Law in Books and Law in Action Examples

Although the influence of the law is vague in various contexts, it is somewhat predictable. Models of legal influence, compliance and non-compliance exist in all areas of practice and social life. The most important sources of knowledge on contextualized legal influence are legal practice, empirical research, and social science theory. Practitioners learn models through experience (practice). For lawyers, the practice of law is the great and final teacher of law in action, just as business practice and policing are for decision-makers in these policy areas. Lawyers, individuals and law firms gain knowledge about models of legal relevance in their specific contexts, the “tradition” that orchestrates the practical use of law. Legal practice is on-the-job training in law and action. Researchers examine models in different social and economic contexts (empirical research). Social science theory is a source of predictions about legal implications that can be verified by empirical research, e.g., sociology (e.g., organizational filtering), psychology (e.g., response to information and incentives), and economics (e.g., efficient resource allocation). (1) The Nature of Action: Social Choices and the Indeterminacy of Legal Influence As ideas, “Law in Action” and “the Rules” (or “the Law in the Books”) contain a puzzle that seems both mutually conditional (don`t we need both?) and yet contradictory (reality versus theory). This essay seeks to better understand by examining four questions: (1) What is right in action? (2) Where does our knowledge of active law come from? (3) What is “law in books”? (4) Has the main source of law in the books within law schools (i.e., teaching and research at law school) moved closer to law in action? As the word “primer” suggests, my goal is to develop a simplified map of a region often traversed by law applicants, students, law professors, lawyers, social scientists and others. The essence of law in action, the characteristic that most accurately distinguishes it from existing law, is that law in action is any decision, action or transaction made or contemplated by individuals and organizations with respect to the law or legal consequences that may be relevant and influence how decisions are made.

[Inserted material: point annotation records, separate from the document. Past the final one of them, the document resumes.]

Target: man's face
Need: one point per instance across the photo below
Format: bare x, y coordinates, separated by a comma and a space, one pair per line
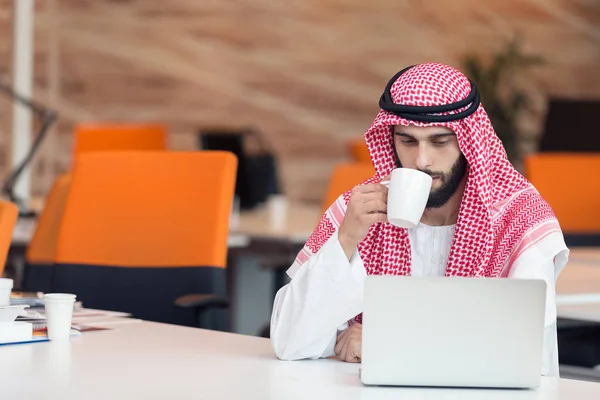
435, 151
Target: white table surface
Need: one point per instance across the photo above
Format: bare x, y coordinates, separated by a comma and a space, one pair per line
155, 361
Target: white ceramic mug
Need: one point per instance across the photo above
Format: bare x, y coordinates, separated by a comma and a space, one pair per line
408, 192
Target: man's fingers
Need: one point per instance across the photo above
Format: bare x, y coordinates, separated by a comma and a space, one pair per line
374, 206
370, 188
344, 349
339, 343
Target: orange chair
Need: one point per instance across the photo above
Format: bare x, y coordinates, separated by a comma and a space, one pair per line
41, 251
567, 182
142, 229
343, 178
119, 136
359, 151
8, 219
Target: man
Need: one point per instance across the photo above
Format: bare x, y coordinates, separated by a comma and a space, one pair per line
483, 219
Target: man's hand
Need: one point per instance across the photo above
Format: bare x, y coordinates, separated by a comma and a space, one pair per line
348, 344
367, 206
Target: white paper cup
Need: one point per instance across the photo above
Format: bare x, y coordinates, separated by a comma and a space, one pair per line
6, 285
278, 209
59, 312
407, 196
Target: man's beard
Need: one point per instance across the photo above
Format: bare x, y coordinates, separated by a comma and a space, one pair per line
450, 182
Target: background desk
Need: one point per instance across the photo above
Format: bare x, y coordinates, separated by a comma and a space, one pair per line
156, 361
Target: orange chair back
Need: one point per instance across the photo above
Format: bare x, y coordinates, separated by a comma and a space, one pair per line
8, 218
343, 178
42, 247
567, 182
359, 151
119, 136
148, 209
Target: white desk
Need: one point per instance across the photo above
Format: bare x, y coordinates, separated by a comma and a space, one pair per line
155, 361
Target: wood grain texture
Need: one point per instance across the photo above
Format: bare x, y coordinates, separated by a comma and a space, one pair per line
307, 73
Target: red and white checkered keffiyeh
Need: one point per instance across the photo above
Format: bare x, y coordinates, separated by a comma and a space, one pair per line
501, 214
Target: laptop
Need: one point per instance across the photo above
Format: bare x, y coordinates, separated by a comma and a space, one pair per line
453, 332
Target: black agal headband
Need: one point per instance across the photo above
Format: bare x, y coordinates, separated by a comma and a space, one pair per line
425, 113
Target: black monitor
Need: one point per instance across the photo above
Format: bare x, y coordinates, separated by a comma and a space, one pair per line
571, 126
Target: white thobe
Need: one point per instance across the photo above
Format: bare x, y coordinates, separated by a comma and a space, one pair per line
327, 291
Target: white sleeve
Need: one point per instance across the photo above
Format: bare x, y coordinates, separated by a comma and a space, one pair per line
308, 312
545, 260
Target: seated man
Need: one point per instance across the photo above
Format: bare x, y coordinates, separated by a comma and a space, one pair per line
482, 219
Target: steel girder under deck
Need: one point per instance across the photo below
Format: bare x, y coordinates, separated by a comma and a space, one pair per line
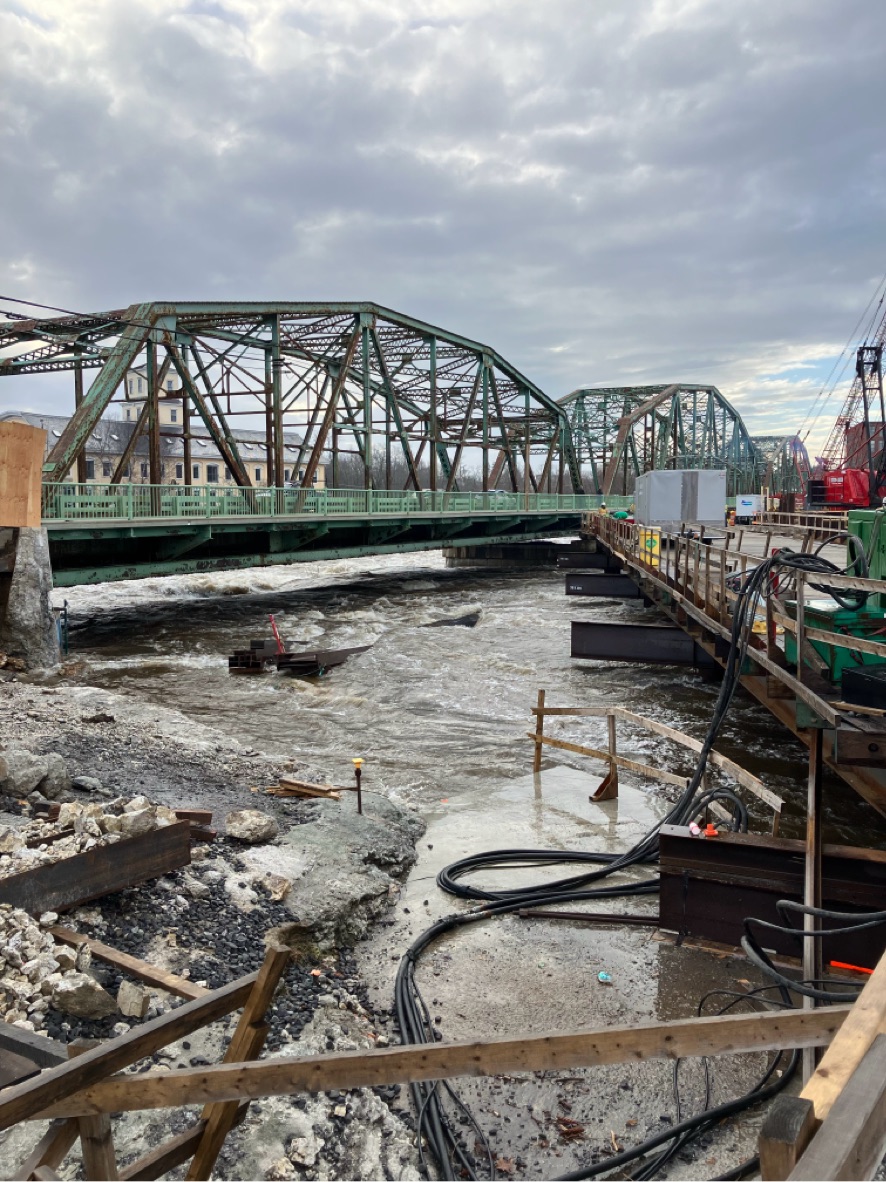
380, 398
105, 551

In a particular context, the decision-maker is at the forefront and decides which legal acts are relevant – among many other factors. The law does not prescribe “top-down” behaviour. Decision-makers determine the importance of law in decisions, actions and transactions. [Note 1] The vague influence of law is well illustrated by Macaulay`s groundbreaking study [note 2]. Formal contracts between companies are sometimes drafted to determine the terms of barter transactions. However, disputes are rarely resolved by contractually agreed remedies, and disputes are extremely rare. Formal dispute resolution is costly, inefficient, damages the company`s reputation and disrupts good business relationships. Disputes are usually resolved through other means such as informal negotiations, good faith and alternatives in the marketplace (for example, finding another buyer). The law has less influence because non-legal forces have more influence (called in other situations alternative sources of social control). Litigation is more likely to occur when a single-purpose relationship ends and one party is left with non-recoverable costs (e.g., wrongful termination of deductibles). Legal advice is interesting because it is based on precedents, laws and regulations, and relies on law as an apparent determining influence. But the meaning of law is often ambiguous and open to interpretative judgments, leaving room for reflection on politics, politics, ideology and value judgments based on the different facts of particular cases.

The partial overlaps and tensions between existing law, as taught and studied in law schools, law in action, as practiced in practice, and law in action, as studied in empirical research, have existed since the beginnings of formal legal education. Like Yin and Yang, Law in Action and Law in the Books are defined by each other and coexist in creative tension. Research at the Faculty of Law. Law in action research (empirical and theoretical) has developed considerably as an alternative to educational research, as the so-called “gap study” exemplifies. Laws are presented in educational research as laws with a legal purpose or intention and policy objectives. [Note 3] One could say, for example, that this sole purpose of the law is a fair and equitable division of property between divorced spouses. Empirical research almost always finds a gap between legal intent and effect – it reveals, for example, that parties to divorce proceedings can use custody as bargaining chips in property disputes, and that differences in spouses` wealth and power have a big impact on outcomes (also commonly known among practitioners in the field).